# Turtle Rescue in CT?



## mel2626 (Sep 28, 2009)

Hi Everyone,

I'm a bit off-topic here but a friend just asked me for help.

She lives in Connecticut and she has 2 red-eared sliders (one male one female) that she's thinking of re-homing/giving to a rescue. 
Her family is in a bit of a financial stand-still: She's just graduated and currently looking for work and will probably have to move back in with her parents because she's having a hard time and her mother just found out has one week left of her job before being laid off.
She is a huge animal lover but doesn't think she'll be able to keep them. She asked me for help because she knows that I rescue hedgies and that I know others who rescue.

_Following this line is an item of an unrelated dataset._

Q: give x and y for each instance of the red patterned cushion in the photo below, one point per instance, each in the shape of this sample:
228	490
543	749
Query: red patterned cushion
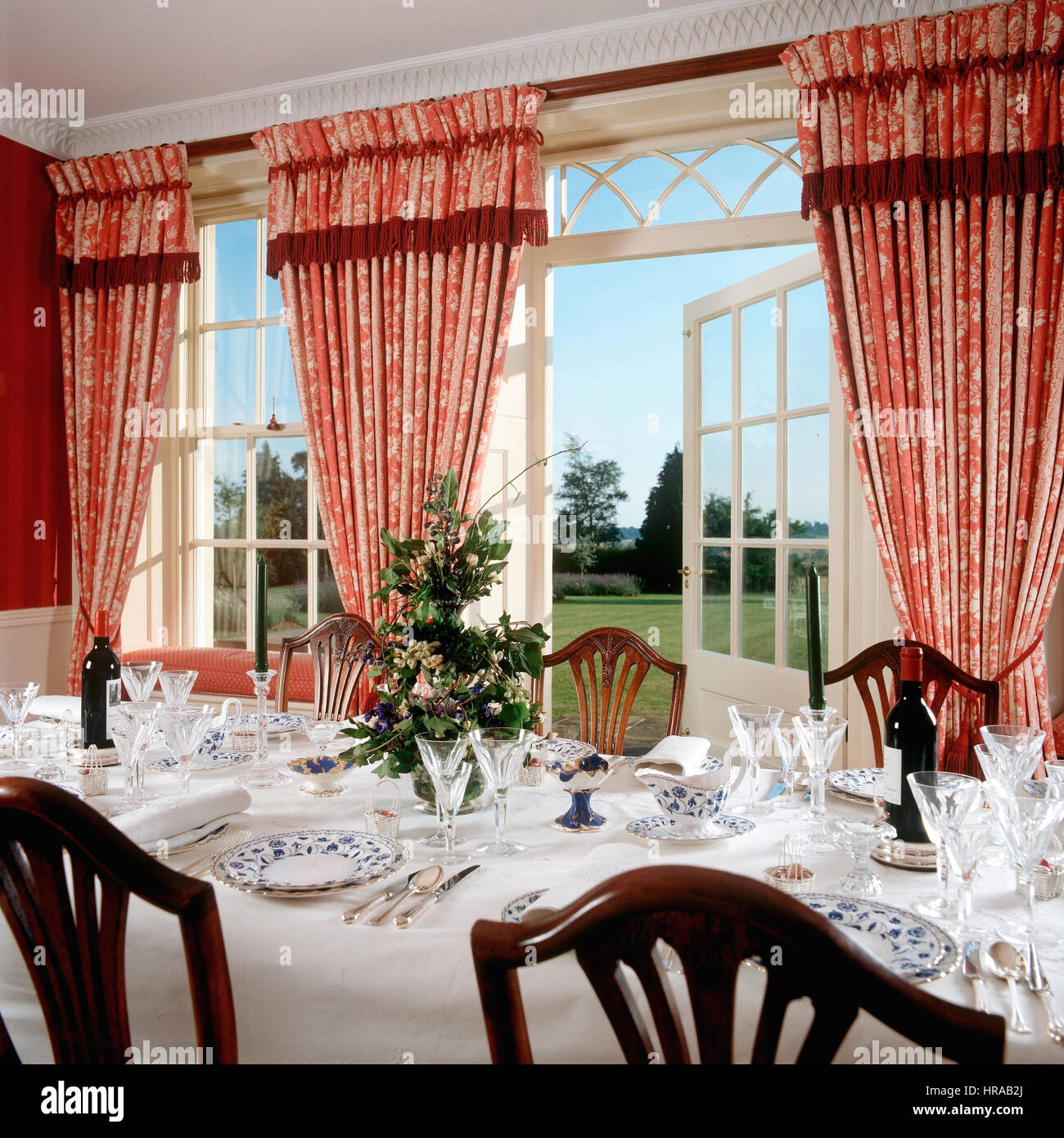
225	670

Does anyone on this board know of a turtle rescue in the Hartford area or know of anyone in that general area who may be able to help?

Please let me know.
Thanks so much!


----------



## EryBee (May 23, 2010)

My boyfriend is dying to get his hands on some red eared sliders, but we live in Wisconsin


----------



## LyzziFall (Oct 2, 2009)

Not sure if this helps, but my friend runs a turtle rescue here in central Jersey. I can get her information if you want.


----------



## mel2626 (Sep 28, 2009)

Thank you! 
She's still a bit unsure of what the future holds for her and her family but I think she's going to try keeping the turtles for now. She's going to be making a trip here after the holidays, so Lyz, I'll let you know if she still needs to re-home them at that point because she'll have to pass through Central NJ.

Thanks again!


----------